Die literarische Gattung des Buches
Meines Erachtens ist es vor allem wichtig, die literarische Gattung des Buches zu bestimmen. Wenn wir die harte Nuss der Frage nach der Gattung knacken, können wir leichter zum Kern der Botschaft des Buches vordringen. In der Geschichte der Auslegung finden wir bei der Untersuchung der Gattung des Buches diese alternativen Lösungen: Prophetische Biographie, didaktisches Werk, allegorische Erzählung, prophetischer Midrasch, Novelle, prophetische Geschichte, Parabel, didaktische Legende. H. W. Wolff vertritt die Ansicht, dass es hier um eine Satire geht.2 Seiner Meinung nach ist Jona weder ein positiver noch ein negativer Held, sondern eine Karikatur (er will dreimal sterben). Ich teile diese Ansicht. Es geht also um ein humoristisches oder humorvolles Buch. Wenn diese Meinung richtig ist, dann müssen wir fragen: Was sucht ein humorvolles Buch in der Bibel? Wenn Gott „manchmal und auf mancherlei Weise geredet hat (Hebr 1,1), könnte er uns doch auch durch Humor etwas zu verstehen geben! Bevor wir die Botschaft des Buches zu verstehen versuchen, ist es wichtig, die ersten Adressaten des Buches unter die Lupe zu nehmen. Welche Kreise des Gottesvolkes sind im Buch Jona angeredet? Welche Art der Frömmigkeit wird hier kritisiert? Es geht um solche Leute, die nicht begreifen können, wie Jahwe zugleich ein strenger Richter über die Feinde Israels und auch ein gnädiger Gott sein kann, dessen Gnade alles überragt. Solche Leute sind angeredet, die nicht begreifen können, warum Jahwe Ninive nicht längst bestraft hat. Ninive ist eine Chiffre für den aktuellen Gegner. Es sind also solche Leute angeredet, die sich zu der früheren prophetischen Unheilsverkündigung skeptisch verhalten, wie wir in Jes 5,19; Ez 12,22; Zef 1, 12c und Mal 2,17 hören können. Solche Leute sind angeredet, die meinen, dass es Unsinn sei, unter solchen Umständen Gott zu dienen. Solche Leute sind angeredet, die nicht zulassen können, dass auch die Heiden Gottes Kinder sind. Alle diese skizzierten Ansichten können wir in der nachexilischen Gemeinde vermuten.

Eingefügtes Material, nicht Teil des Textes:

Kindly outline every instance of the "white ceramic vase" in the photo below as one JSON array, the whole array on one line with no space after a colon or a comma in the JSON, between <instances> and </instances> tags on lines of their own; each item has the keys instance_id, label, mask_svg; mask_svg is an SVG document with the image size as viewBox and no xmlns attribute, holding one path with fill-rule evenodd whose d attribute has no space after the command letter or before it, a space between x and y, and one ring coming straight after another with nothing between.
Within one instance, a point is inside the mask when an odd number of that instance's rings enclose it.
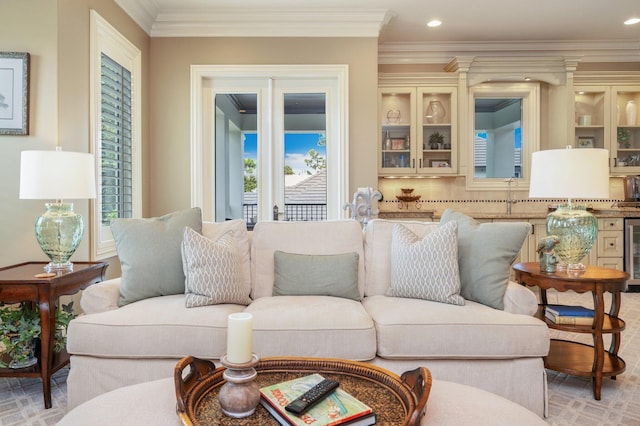
<instances>
[{"instance_id":1,"label":"white ceramic vase","mask_svg":"<svg viewBox=\"0 0 640 426\"><path fill-rule=\"evenodd\" d=\"M627 126L635 126L638 120L638 106L635 101L627 102Z\"/></svg>"}]
</instances>

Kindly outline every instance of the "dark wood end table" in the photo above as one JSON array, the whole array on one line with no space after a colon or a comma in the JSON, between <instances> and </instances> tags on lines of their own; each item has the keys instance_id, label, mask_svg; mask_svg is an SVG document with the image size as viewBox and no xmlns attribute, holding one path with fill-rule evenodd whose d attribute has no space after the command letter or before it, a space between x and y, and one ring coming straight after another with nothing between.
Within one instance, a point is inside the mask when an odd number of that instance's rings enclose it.
<instances>
[{"instance_id":1,"label":"dark wood end table","mask_svg":"<svg viewBox=\"0 0 640 426\"><path fill-rule=\"evenodd\" d=\"M55 276L38 278L46 262L26 262L0 268L0 301L33 302L40 309L40 353L38 363L21 369L0 368L0 377L40 377L44 407L51 408L51 375L69 363L66 350L53 351L53 335L58 298L77 293L103 281L106 262L74 262L73 271L57 271Z\"/></svg>"},{"instance_id":2,"label":"dark wood end table","mask_svg":"<svg viewBox=\"0 0 640 426\"><path fill-rule=\"evenodd\" d=\"M541 272L538 262L518 263L513 266L515 280L523 285L540 288L540 306L536 316L546 322L549 328L572 333L591 333L593 346L567 340L552 339L549 355L544 359L544 366L554 371L593 379L594 398L600 400L603 376L615 380L625 368L625 362L618 356L620 334L625 323L618 317L620 312L620 293L627 289L629 274L616 269L587 266L586 271L579 274L557 271ZM593 295L594 318L592 325L556 324L545 318L547 290L573 290L577 293L590 291ZM604 293L611 293L611 307L604 312ZM611 345L604 350L603 334L611 334Z\"/></svg>"}]
</instances>

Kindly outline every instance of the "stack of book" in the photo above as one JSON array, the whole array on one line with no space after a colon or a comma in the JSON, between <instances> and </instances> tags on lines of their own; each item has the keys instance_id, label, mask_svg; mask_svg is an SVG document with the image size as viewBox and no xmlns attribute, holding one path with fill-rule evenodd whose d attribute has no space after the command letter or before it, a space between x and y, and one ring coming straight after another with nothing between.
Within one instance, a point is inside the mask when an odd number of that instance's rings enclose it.
<instances>
[{"instance_id":1,"label":"stack of book","mask_svg":"<svg viewBox=\"0 0 640 426\"><path fill-rule=\"evenodd\" d=\"M301 416L284 409L291 401L324 380L311 374L287 382L260 388L260 404L283 426L369 426L376 424L371 407L337 388Z\"/></svg>"},{"instance_id":2,"label":"stack of book","mask_svg":"<svg viewBox=\"0 0 640 426\"><path fill-rule=\"evenodd\" d=\"M554 324L592 325L593 309L584 306L547 305L545 317Z\"/></svg>"}]
</instances>

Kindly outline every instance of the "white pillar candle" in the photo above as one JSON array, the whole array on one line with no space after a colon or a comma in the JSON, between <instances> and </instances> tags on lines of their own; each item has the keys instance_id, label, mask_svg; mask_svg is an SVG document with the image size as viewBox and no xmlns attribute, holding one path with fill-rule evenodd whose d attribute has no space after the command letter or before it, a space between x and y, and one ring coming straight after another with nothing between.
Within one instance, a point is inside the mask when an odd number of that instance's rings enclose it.
<instances>
[{"instance_id":1,"label":"white pillar candle","mask_svg":"<svg viewBox=\"0 0 640 426\"><path fill-rule=\"evenodd\" d=\"M251 361L253 315L230 314L227 324L227 360L236 364Z\"/></svg>"}]
</instances>

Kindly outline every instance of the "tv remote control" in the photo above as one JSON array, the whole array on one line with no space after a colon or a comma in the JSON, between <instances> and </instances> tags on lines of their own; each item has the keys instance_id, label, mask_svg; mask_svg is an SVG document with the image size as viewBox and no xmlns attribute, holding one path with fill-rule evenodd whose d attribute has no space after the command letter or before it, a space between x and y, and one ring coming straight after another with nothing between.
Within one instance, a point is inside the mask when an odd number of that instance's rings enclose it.
<instances>
[{"instance_id":1,"label":"tv remote control","mask_svg":"<svg viewBox=\"0 0 640 426\"><path fill-rule=\"evenodd\" d=\"M324 379L323 381L291 401L291 403L284 407L284 409L300 416L304 414L309 408L322 401L339 385L340 384L335 380Z\"/></svg>"}]
</instances>

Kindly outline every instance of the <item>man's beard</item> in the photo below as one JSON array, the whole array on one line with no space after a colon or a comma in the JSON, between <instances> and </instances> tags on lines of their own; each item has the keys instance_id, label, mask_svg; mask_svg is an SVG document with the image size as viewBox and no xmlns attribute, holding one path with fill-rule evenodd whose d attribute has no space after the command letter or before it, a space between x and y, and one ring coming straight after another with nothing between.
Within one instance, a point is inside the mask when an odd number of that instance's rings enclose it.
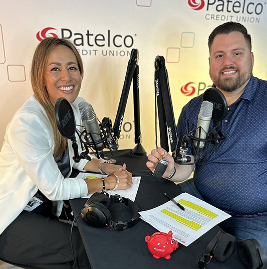
<instances>
[{"instance_id":1,"label":"man's beard","mask_svg":"<svg viewBox=\"0 0 267 269\"><path fill-rule=\"evenodd\" d=\"M222 73L224 70L226 70L224 68L223 70L220 71L218 75L216 77L212 77L211 74L210 75L211 79L214 84L214 85L221 90L230 92L237 90L238 88L241 87L244 83L248 80L249 78L252 75L252 66L251 65L249 70L246 71L242 74L240 73L240 69L237 67L234 67L232 66L229 66L227 68L227 69L233 69L236 70L238 74L238 76L236 78L228 77L222 79L221 76Z\"/></svg>"}]
</instances>

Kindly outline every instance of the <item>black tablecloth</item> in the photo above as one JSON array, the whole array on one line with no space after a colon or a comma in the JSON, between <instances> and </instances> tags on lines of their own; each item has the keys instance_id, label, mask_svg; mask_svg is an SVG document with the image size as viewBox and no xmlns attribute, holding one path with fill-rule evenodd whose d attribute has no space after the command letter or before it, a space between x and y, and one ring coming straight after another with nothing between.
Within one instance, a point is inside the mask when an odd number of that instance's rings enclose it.
<instances>
[{"instance_id":1,"label":"black tablecloth","mask_svg":"<svg viewBox=\"0 0 267 269\"><path fill-rule=\"evenodd\" d=\"M125 163L127 170L133 176L142 176L135 199L141 211L153 208L167 202L164 192L172 197L181 193L179 185L151 175L146 166L146 156L136 156L132 154L131 150L122 150L114 152L113 158L117 160L118 164ZM83 208L86 200L83 198L70 200L75 215ZM113 220L128 221L127 218L130 218L130 214L128 208L125 207L124 209L117 206L110 208L109 207ZM121 212L122 209L125 209L123 212ZM93 269L197 268L198 256L205 252L208 243L221 230L216 226L187 247L179 244L179 247L171 253L170 259L156 259L150 252L145 237L158 231L142 220L133 227L119 232L110 231L108 227L91 227L80 217L78 218L77 222L83 240L81 243L85 245ZM236 251L224 262L212 259L205 267L206 269L244 268L238 260Z\"/></svg>"}]
</instances>

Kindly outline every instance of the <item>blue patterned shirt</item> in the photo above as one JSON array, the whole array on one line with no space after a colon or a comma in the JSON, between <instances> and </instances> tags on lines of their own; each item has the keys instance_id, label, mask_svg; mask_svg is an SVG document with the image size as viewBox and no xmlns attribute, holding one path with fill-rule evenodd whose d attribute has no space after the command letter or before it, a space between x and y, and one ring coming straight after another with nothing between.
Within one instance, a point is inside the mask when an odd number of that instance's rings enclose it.
<instances>
[{"instance_id":1,"label":"blue patterned shirt","mask_svg":"<svg viewBox=\"0 0 267 269\"><path fill-rule=\"evenodd\" d=\"M183 107L177 124L179 141L187 133L187 119L196 125L202 97ZM267 81L251 76L228 107L221 128L225 138L217 152L205 149L210 155L196 165L194 183L205 201L233 215L267 213L266 127ZM194 155L194 151L189 147L187 154Z\"/></svg>"}]
</instances>

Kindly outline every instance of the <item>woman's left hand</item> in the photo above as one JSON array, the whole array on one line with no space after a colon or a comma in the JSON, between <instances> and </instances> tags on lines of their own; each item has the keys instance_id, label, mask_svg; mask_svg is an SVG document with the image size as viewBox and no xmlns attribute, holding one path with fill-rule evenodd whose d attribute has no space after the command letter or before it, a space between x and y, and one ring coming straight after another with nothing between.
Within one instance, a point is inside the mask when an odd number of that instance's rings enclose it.
<instances>
[{"instance_id":1,"label":"woman's left hand","mask_svg":"<svg viewBox=\"0 0 267 269\"><path fill-rule=\"evenodd\" d=\"M126 165L123 164L123 165L117 165L108 163L104 163L101 166L101 170L107 175L116 173L116 172L121 172L126 171Z\"/></svg>"}]
</instances>

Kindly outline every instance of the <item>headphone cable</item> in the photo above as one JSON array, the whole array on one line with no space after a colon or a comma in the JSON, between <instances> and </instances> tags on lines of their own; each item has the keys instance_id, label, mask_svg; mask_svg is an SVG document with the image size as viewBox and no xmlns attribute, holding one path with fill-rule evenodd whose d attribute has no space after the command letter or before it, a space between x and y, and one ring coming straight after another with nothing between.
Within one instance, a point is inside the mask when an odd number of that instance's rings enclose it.
<instances>
[{"instance_id":1,"label":"headphone cable","mask_svg":"<svg viewBox=\"0 0 267 269\"><path fill-rule=\"evenodd\" d=\"M74 250L73 250L73 243L72 243L72 229L73 228L73 226L74 226L74 222L75 222L75 220L76 219L76 218L77 218L77 217L78 216L78 215L81 214L81 213L82 212L82 211L83 211L83 208L81 210L81 211L78 213L78 214L75 216L75 218L74 218L74 219L73 220L73 221L72 222L72 227L71 227L71 249L72 249L72 255L73 256L73 262L74 263L74 269L76 269L76 262L75 261L75 255L74 254Z\"/></svg>"}]
</instances>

Satirische Momente im Buch Jona
Betrachten wir also das Buch Jona als eine satirische Novelle und versuchen wir, zu seiner Botschaft durchzudringen.
Die erste groteske Szene befindet sich sofort in der Einleitung des Buches. Sofort nach dem Befehl, nach Ninive zu gehen, geht Jona mit Eile in die Gegenrichtung nach Tarschisch. Die Tätigkeit Jonas ist mit fünf narrativen Verben (q-v-m; j-r-d; m-c-´; n-t-n; j-r-d) ausgedrückt. Sein Vorhaben drücken zwei Inf.-cstr.-Formen aus (liberóach; lábó´). H. W. Wolff fragt: „Wirkt nicht die übereifrige Aktivität Jonas in V. 3 nahezu lächerlich, zumal seine Absicht nach seiner eigenen Kenntnis (1, 9!) aussichtlos ist?“3 Jonas Tätigkeit gleicht dem beschleunigten Film. Der groteske Zug der Szene ist deutlich. Jonas Tätigkeit ist nicht nur deswegen im Gegensatz zu dem Willen Gottes, weil er in die Gegenrichtung fährt, sondern auch deswegen, weil er wortlos handelt, obwohl er die Aufgabe bekam zu reden (q-r-´ – V. 2).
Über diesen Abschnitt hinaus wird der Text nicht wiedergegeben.